Businesses which were not able to quickly adapt and did not have connectivity plans in place, however, did not fare as well.

"Businesses needed to send employees to work from home. To be able to work from home, you need connectivity,” said Harris.

The impact was also clear to see in sectors such as education, where schools and learners who had fast and reliable Internet connections could take their lessons online – and ensure children continued to learn.

Schools whose teachers and learners did not have Internet connectivity and the required devices - such as laptops, tablets, or smartphones - were left behind, as no schooling could take place during the initial stages of the lockdown.

This was a major shift for the education sector, said Harris.

“It was unparalleled.

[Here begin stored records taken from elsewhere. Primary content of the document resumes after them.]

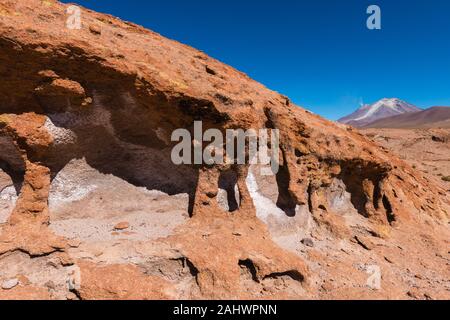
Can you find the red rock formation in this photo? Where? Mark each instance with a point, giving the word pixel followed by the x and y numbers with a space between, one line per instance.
pixel 111 94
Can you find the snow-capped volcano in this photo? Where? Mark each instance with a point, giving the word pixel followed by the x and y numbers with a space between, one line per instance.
pixel 379 110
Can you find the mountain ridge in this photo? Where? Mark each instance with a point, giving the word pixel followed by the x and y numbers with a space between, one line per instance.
pixel 434 117
pixel 383 108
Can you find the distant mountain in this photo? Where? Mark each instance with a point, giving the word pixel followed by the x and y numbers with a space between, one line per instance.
pixel 436 117
pixel 382 109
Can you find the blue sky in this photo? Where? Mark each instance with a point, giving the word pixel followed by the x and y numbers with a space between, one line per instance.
pixel 319 53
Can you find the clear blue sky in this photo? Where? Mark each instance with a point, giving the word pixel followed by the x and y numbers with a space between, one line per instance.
pixel 319 53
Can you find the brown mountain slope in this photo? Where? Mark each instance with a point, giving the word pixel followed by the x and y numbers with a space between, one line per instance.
pixel 94 208
pixel 436 117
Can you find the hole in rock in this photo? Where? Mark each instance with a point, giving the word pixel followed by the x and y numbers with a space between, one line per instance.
pixel 285 200
pixel 356 175
pixel 388 207
pixel 228 198
pixel 88 205
pixel 248 268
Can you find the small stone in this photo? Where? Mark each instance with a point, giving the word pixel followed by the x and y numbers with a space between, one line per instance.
pixel 9 284
pixel 95 29
pixel 51 285
pixel 74 243
pixel 23 280
pixel 308 242
pixel 364 242
pixel 122 226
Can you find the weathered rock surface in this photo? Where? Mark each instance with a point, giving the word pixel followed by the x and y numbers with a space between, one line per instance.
pixel 86 118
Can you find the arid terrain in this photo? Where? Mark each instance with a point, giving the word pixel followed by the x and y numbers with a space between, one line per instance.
pixel 427 150
pixel 92 207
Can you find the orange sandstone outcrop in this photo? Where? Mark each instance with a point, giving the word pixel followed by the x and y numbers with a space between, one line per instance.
pixel 86 118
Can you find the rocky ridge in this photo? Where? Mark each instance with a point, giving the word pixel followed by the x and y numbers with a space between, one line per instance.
pixel 85 123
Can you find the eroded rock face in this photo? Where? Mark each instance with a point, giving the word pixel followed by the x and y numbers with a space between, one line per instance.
pixel 85 133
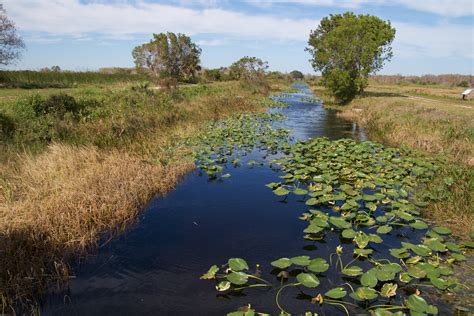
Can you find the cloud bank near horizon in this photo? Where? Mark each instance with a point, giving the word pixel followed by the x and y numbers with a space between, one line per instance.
pixel 50 21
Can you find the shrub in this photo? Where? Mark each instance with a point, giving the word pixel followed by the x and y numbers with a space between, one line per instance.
pixel 168 84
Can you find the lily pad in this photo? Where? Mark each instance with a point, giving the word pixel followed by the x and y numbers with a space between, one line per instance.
pixel 308 280
pixel 281 263
pixel 238 264
pixel 336 293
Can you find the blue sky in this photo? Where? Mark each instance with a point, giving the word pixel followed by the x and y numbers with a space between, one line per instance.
pixel 433 36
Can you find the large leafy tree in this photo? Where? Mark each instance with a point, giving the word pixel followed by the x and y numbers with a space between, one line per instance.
pixel 11 44
pixel 297 75
pixel 346 48
pixel 168 55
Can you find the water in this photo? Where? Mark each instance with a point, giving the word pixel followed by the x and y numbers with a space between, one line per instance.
pixel 154 268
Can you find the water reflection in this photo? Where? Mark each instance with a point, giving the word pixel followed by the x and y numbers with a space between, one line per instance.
pixel 155 267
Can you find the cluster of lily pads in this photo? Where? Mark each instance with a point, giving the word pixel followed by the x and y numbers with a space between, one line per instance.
pixel 387 260
pixel 227 141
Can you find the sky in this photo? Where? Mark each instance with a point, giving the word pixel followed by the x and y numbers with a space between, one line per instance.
pixel 433 36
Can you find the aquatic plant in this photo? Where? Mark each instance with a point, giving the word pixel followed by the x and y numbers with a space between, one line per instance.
pixel 226 141
pixel 368 196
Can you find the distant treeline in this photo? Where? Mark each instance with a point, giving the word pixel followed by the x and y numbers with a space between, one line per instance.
pixel 56 78
pixel 47 78
pixel 447 79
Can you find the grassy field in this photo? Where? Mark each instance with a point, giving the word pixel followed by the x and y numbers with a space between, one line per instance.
pixel 77 165
pixel 432 119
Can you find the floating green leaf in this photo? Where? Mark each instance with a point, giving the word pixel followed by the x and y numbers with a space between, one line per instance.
pixel 336 293
pixel 238 264
pixel 308 279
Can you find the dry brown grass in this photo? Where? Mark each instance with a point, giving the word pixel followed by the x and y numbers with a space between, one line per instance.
pixel 66 199
pixel 60 203
pixel 437 127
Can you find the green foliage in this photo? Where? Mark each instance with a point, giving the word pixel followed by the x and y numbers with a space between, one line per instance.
pixel 27 79
pixel 346 48
pixel 297 75
pixel 249 68
pixel 7 126
pixel 168 55
pixel 56 104
pixel 364 192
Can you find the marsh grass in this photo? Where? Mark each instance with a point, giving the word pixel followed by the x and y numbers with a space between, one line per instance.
pixel 27 79
pixel 61 194
pixel 436 127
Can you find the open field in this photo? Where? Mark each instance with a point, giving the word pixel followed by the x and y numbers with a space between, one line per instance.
pixel 432 119
pixel 69 178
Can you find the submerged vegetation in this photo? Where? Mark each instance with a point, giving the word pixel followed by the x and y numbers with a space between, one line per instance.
pixel 366 199
pixel 429 119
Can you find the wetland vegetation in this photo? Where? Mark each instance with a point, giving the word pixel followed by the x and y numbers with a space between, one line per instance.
pixel 377 226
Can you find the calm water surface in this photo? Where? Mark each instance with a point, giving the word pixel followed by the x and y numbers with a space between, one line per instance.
pixel 154 268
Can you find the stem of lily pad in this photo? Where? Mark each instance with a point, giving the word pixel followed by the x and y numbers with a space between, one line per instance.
pixel 278 294
pixel 257 278
pixel 249 286
pixel 388 307
pixel 338 301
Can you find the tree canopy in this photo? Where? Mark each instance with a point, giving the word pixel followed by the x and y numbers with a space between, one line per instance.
pixel 346 48
pixel 168 55
pixel 249 69
pixel 11 45
pixel 297 75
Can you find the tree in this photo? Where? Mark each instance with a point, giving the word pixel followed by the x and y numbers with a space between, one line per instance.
pixel 249 69
pixel 346 48
pixel 297 75
pixel 11 45
pixel 168 55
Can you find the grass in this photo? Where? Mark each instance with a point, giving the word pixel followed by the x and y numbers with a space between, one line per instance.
pixel 26 79
pixel 437 124
pixel 72 176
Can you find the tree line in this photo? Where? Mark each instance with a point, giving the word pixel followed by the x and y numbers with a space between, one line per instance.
pixel 345 48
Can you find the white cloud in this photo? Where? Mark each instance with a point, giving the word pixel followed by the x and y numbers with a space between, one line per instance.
pixel 212 42
pixel 72 17
pixel 447 8
pixel 443 40
pixel 124 20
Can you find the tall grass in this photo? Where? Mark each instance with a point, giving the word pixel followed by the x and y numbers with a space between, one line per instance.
pixel 84 175
pixel 436 128
pixel 27 79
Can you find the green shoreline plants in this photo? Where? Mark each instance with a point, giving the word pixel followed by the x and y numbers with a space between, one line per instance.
pixel 366 195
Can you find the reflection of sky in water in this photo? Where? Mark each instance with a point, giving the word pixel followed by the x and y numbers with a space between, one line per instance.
pixel 155 267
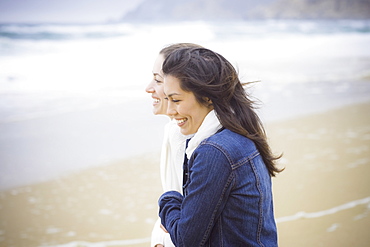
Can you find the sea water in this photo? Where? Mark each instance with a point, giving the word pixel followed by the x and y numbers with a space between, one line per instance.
pixel 73 96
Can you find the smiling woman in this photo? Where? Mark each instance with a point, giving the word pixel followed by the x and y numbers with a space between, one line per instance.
pixel 227 195
pixel 184 107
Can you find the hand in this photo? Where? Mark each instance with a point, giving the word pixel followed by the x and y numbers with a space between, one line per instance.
pixel 164 229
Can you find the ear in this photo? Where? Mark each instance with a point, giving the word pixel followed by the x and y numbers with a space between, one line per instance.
pixel 208 101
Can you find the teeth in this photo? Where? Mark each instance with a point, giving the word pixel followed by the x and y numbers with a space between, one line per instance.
pixel 179 121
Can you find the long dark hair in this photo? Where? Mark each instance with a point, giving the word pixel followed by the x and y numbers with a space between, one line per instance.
pixel 210 76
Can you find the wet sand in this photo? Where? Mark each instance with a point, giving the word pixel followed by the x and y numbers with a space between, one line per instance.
pixel 317 197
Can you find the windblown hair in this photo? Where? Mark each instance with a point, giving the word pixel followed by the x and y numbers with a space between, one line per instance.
pixel 209 76
pixel 166 51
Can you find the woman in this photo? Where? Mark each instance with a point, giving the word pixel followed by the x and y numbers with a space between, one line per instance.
pixel 227 198
pixel 173 147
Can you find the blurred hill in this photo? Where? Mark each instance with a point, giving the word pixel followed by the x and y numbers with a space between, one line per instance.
pixel 180 10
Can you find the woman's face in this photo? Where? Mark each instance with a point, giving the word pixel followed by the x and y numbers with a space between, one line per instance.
pixel 183 106
pixel 155 87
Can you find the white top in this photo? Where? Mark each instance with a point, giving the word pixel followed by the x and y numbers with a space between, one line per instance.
pixel 172 158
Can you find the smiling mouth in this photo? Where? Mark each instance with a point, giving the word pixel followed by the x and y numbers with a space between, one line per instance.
pixel 181 121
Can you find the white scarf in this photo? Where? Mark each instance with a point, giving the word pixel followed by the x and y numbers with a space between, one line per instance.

Suddenly you had teachers who have never used technology having to use technology platforms, and needed connectivity, to do the basic education required during this period.”

Harris added that in a specific case a school and its teachers had access to connectivity and the required devices, but children and their parents could not take part in online lessons due to a lack a of Internet connectivity at home.

The result was that the school had to stop the online lessons for all students, to ensure no one was left behind.

Digital transformation

Fortunately, many organizations and businesses have adopted a digital transformation strategy quickly and efficiently – allowing them to continue operating as the lockdown progressed.

This was possible thanks to reliable, stable, and fast connectivity – whether it was fibre, fixed-LTE, 5G, or mobile connections.

In fact, connectivity is now seen as vital to many businesses being able to function at all.

“The world has changed, and I do not think it is ever going to go back,” said Harris.

“Digital transformation is real, and [the] connectivity to support it is real.”

While South Africa does have pockets of Internet excellence in South Africa, there is still a large digital divide which exists between those with who have suitable connectivity and those who do not, added Harris.

Many households in the country do not have access to broadband connections, while businesses which are not based in metropolitan locations face the task of balancing a connection which if both affordable and can deliver adequate capacity.

Altron Nexus and Huawei – Bridging the digital divide

Altron Nexus and Huawei are well aware of the digital divide which exists in South Africa and are making a concerted effort to bridge this gap.

As a result, the pair have formed a strong partnership to deliver many standout connectivity projects in the country.

This includes the Gauteng Broadband Network, which will connect the provincial government’s offices, over 2,000 schools, and 16 hospitals to a world-class Internet connection.

“It has been a huge success in the way we have rolled out this network, and all of a sudden you have got connectivity into hospitals to be able to exploit the latest technology and applications and systems in order to improve health services,” said Harris.

On a metropolitan level, the City of Ekurhuleni partnered with Altron Nexus and Huawei to roll out its public Wi-Fi network which covers municipal offices, public facilities, and commercial and residential areas within the metro.

Harris said these success are thanks to the strategic partnership it has with Huawei - a global leader in communication and connectivity.

“The only partner who could have got us to where we are is Huawei. It is more than just a company that supplies technology, they have deep capability and what we have found is that with their capability and our capability, we had a competency that could be successful in rolling out networks,” said Harris.

This includes Huawei’s leadership in 5G, SD-WAN, and smart city development.